Yes. At present, with the rapid development of the economy and industrialisation, many chemicals are released into the environment, which can cause harm to human health and result in lipid metabolism disorder due to long-term exposure.
In the last one decade, a growing body of evidence has emerged, shedding light on the potential impact of environmental pollutants on liver health, and in particular, on NAFLD occurrence. These contaminants have great steatogenic potential, and they must be considered as tangible NAFLD risk factors. There is an urgent need for a deeper comprehension of their molecular mechanisms of action, as well as for new lines of intervention to reduce their worldwide diffusion.
What comprises air pollution?
The particulate matter is often encompassed in the term “air pollution”, i.e., any solid or liquid particle suspended in the air.

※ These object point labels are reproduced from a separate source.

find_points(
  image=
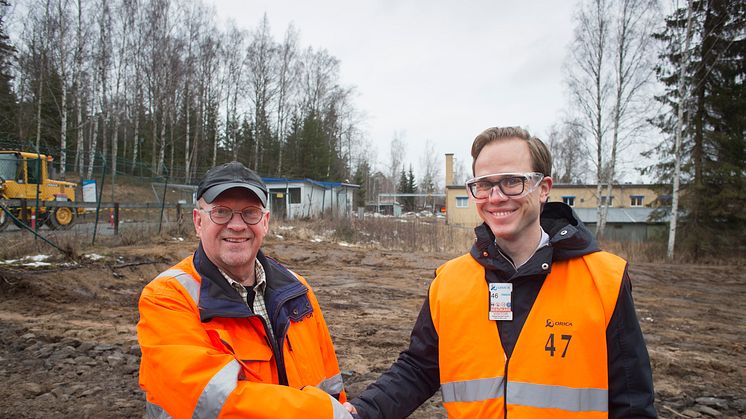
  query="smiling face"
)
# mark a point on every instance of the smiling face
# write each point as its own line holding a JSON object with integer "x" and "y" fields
{"x": 231, "y": 247}
{"x": 513, "y": 220}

A particulate matter is an assortment of a wide range of contaminants. It consists of smoke, vapours, smut, besides other derivatives of combustion, and it also includes sand, sea salt, spores and pollen. However, the leading role among the particulate constituents is played by the particles derived from exhausts, by-products of vapourised materials, and oxidised gases in the atmosphere such as sulphates and nitrates.

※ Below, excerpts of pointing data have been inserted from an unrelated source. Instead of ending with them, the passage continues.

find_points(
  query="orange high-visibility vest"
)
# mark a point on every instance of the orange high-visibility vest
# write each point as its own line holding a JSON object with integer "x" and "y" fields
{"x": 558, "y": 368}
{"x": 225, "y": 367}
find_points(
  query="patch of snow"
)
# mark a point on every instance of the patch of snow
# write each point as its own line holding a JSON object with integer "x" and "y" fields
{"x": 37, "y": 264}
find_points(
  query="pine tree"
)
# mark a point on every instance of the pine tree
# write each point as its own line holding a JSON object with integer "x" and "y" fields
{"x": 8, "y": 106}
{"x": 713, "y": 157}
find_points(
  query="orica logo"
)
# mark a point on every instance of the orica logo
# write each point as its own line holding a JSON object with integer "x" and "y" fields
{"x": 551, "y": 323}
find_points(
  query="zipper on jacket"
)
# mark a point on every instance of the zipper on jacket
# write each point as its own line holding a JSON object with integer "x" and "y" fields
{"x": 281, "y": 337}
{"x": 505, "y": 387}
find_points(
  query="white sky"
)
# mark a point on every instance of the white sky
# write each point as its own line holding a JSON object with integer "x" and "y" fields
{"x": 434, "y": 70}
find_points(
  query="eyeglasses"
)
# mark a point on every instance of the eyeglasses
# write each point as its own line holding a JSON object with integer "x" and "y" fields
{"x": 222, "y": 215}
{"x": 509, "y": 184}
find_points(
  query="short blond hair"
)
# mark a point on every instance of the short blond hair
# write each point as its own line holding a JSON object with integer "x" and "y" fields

Can air pollution affect Non-Alcoholic Fatty Liver Disease?
Studies state that so far it has been known that PM2.5 results from fuel combustion (motor vehicles, power generation, industrial facilities), residential fireplaces and wood stoves. PM2.5 are usually selected as indicators of air pollution since those particles cause morbidity. In fact, the exposure of PM2.5 alone could cause inflammation via tumour necrosis and hamper factor-alpha, endothelial function and autonomic nervous system injuries.

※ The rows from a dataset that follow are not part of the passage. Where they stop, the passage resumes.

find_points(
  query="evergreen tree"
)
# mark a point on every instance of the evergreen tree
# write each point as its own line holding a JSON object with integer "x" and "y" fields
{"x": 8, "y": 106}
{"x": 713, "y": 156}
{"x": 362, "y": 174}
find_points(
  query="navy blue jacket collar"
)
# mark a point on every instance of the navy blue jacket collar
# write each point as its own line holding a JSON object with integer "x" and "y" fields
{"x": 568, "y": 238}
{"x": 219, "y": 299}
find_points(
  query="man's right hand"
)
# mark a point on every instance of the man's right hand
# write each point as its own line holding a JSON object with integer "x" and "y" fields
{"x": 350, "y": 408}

According to the Journal of Hepatology, exposure elevates the risk of oxidative stress-driven nonalcoholic fatty liver disease by triggering an increase of dyslipidemia. Specifically, fine particulate matter exposure may trigger non-alcoholic steatohepatitis (NASH) like phenotype, impair hepatic glucose metabolism and promote hepatic fibrogenesis.
Further studies should investigate the effects of long-lasting exposures to cigarette smoking and to ambient air PM2.5 on specific pathways of hepatic metabolism, and the obesity-related NAFLD, favouring the development of NASH (a disease characterised by a worse prognosis due to its progression towards fibrosis, liver cirrhosis and hepatocarcinoma).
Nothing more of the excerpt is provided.